By Valerie Volcovici
WASHINGTON (Reuters) – The White House announced on Tuesday that it has finalized regulations guiding environmental reviews of major infrastructure projects like highways and pipelines that would consider their climate impacts and other factors.
The White House Council for Environmental Quality has now officially restored key provisions of National Environmental Policy Act (NEPA) regulations that had been in place before the Trump administration overhauled the rules last year for the first time in decades.

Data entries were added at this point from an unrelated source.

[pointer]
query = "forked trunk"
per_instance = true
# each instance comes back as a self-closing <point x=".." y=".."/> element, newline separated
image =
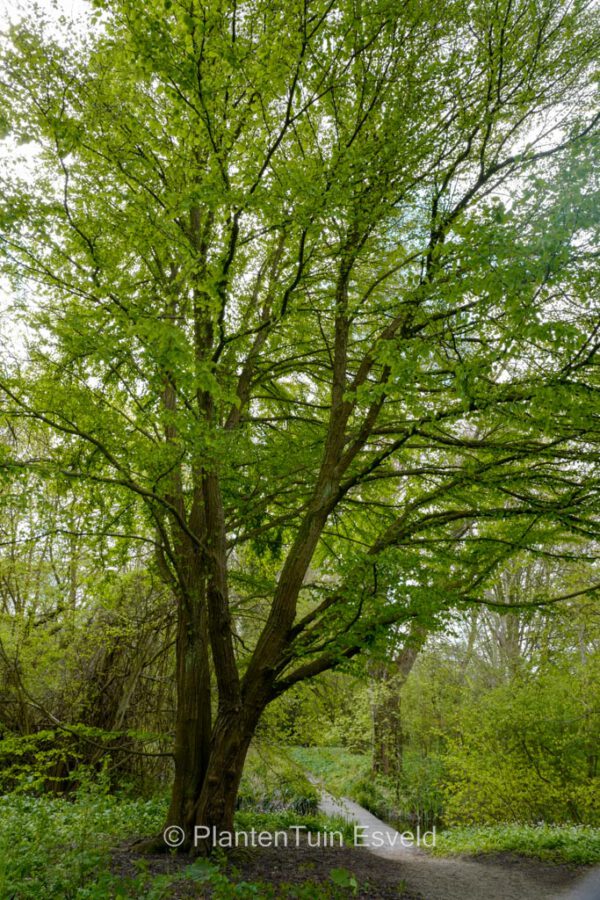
<point x="193" y="718"/>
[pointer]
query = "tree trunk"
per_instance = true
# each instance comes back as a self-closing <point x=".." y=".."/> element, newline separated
<point x="193" y="716"/>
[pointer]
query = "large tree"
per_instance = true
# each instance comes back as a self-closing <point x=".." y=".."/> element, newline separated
<point x="309" y="282"/>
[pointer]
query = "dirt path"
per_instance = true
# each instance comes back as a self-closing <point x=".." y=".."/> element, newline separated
<point x="507" y="878"/>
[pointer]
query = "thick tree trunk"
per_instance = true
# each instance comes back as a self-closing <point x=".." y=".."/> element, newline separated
<point x="193" y="716"/>
<point x="216" y="805"/>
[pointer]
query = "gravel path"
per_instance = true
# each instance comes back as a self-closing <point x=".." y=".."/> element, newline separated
<point x="505" y="878"/>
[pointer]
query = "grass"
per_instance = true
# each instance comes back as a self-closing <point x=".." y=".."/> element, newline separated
<point x="571" y="844"/>
<point x="60" y="849"/>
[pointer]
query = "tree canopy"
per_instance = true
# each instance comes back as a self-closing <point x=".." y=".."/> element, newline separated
<point x="310" y="295"/>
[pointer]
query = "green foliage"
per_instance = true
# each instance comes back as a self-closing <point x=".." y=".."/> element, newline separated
<point x="527" y="751"/>
<point x="574" y="844"/>
<point x="59" y="849"/>
<point x="272" y="782"/>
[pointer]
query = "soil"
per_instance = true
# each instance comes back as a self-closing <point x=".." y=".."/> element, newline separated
<point x="378" y="879"/>
<point x="416" y="877"/>
<point x="391" y="871"/>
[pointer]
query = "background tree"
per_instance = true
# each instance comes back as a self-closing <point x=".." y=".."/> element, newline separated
<point x="312" y="280"/>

The change will require federal agencies to consider the “direct,” “indirect,” and “cumulative” impacts of proposed projects or actions, including a full evaluation of climate change impacts and assessment of the impact of releasing additional pollution in communities that are already choked by polluted air or dirty water.
“Restoring these basic community safeguards will provide regulatory certainty, reduce conflict, and help ensure that projects get built right the first time,” said CEQ Chair Brenda Mallory.

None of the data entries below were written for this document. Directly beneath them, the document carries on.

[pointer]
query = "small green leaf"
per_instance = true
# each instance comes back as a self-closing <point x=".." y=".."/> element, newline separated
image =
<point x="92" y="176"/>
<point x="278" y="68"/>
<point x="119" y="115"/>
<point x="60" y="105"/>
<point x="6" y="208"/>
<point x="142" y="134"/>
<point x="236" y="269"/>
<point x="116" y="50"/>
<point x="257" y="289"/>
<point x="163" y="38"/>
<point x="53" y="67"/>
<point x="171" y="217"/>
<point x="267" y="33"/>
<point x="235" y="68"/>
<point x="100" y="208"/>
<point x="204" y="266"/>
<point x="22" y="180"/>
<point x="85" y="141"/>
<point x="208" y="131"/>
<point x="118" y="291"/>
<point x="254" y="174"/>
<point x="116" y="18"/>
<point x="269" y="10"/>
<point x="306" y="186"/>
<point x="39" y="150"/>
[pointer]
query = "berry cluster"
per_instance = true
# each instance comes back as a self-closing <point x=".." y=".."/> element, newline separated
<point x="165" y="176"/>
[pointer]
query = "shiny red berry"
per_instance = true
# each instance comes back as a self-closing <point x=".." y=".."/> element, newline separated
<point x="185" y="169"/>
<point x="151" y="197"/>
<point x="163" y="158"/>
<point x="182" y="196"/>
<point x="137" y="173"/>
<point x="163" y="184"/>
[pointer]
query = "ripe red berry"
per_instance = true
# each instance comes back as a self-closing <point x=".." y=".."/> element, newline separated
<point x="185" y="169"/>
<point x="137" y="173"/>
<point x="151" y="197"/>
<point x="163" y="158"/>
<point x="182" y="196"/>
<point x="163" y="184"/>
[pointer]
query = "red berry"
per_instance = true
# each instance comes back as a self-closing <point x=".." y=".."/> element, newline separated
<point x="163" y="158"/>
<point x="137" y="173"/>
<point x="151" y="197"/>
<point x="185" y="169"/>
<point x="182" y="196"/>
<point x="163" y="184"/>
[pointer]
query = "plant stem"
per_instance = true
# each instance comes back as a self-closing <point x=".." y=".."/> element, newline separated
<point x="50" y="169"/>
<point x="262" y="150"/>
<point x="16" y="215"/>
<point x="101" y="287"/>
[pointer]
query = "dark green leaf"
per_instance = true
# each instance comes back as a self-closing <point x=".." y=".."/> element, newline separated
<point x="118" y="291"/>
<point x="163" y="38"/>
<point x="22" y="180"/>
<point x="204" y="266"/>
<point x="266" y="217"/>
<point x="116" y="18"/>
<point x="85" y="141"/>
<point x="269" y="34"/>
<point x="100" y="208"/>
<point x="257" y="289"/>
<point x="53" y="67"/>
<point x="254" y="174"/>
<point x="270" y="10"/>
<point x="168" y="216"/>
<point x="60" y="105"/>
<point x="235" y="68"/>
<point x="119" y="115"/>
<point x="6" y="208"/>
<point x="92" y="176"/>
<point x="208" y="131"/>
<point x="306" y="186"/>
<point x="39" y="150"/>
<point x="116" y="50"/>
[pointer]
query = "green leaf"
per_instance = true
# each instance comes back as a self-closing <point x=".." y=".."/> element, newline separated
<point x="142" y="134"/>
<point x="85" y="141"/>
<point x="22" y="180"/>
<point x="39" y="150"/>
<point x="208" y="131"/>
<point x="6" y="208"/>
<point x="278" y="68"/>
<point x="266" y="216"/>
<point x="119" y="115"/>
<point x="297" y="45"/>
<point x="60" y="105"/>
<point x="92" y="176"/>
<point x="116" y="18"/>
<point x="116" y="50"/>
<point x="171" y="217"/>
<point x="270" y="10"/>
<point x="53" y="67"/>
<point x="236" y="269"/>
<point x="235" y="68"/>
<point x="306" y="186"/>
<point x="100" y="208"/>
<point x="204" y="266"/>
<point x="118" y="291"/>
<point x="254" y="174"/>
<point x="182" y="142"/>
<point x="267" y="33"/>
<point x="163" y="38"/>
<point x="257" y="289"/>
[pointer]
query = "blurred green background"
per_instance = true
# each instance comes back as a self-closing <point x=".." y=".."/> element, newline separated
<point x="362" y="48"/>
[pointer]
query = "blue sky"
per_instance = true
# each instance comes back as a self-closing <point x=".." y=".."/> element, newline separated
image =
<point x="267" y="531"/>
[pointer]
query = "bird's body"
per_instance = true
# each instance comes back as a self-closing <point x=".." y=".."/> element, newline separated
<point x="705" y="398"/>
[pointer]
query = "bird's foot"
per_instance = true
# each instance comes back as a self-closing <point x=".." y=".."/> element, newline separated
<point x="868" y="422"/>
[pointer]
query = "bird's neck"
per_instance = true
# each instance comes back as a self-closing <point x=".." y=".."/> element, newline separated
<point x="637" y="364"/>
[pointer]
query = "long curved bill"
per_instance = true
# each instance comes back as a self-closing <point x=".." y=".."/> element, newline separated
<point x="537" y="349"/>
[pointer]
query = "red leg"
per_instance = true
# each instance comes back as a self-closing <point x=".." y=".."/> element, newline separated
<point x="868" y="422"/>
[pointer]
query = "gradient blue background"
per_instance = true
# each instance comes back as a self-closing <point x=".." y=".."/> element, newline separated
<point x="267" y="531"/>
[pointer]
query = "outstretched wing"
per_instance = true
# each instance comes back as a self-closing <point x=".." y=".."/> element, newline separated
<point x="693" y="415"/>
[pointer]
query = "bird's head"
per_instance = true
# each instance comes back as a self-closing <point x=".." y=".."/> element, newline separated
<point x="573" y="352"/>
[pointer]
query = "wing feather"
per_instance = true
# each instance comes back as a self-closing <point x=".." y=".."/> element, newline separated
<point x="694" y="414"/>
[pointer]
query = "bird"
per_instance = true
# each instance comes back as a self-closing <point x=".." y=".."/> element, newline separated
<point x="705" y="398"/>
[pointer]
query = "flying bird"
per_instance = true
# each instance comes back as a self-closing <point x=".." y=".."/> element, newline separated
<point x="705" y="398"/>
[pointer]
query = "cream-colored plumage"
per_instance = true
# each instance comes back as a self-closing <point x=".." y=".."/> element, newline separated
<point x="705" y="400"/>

In addition to requiring an analysis of climate impacts, the final rule empowers federal agencies to consider alternative designs or approaches for a company’s proposed projects and allows agencies to adopt reviews that are more stringent than CEQ’s regulations.
The council also announced on Tuesday that it plans to propose a “phase 2” NEPA rulemaking in the coming months that will improve the efficiency of the review processes.
Former President Donald Trump in 2020 revamped NEPA in an effort to fast-track major projects like the now-cancelled Keystone XL oil pipeline that he said got caught up in red tape and interfered with his focus on U.S. “energy dominance.”
His NEPA overhaul allowed federal agencies to exclude the climate impact of a project, allowing major fossil fuel projects to sail through the approval process and avoid legal challenges.
Over the last few years, however, federal courts had ruled that NEPA required the federal government to consider a project’s carbon footprint in decisions relating to leasing public lands for drilling or building pipelines.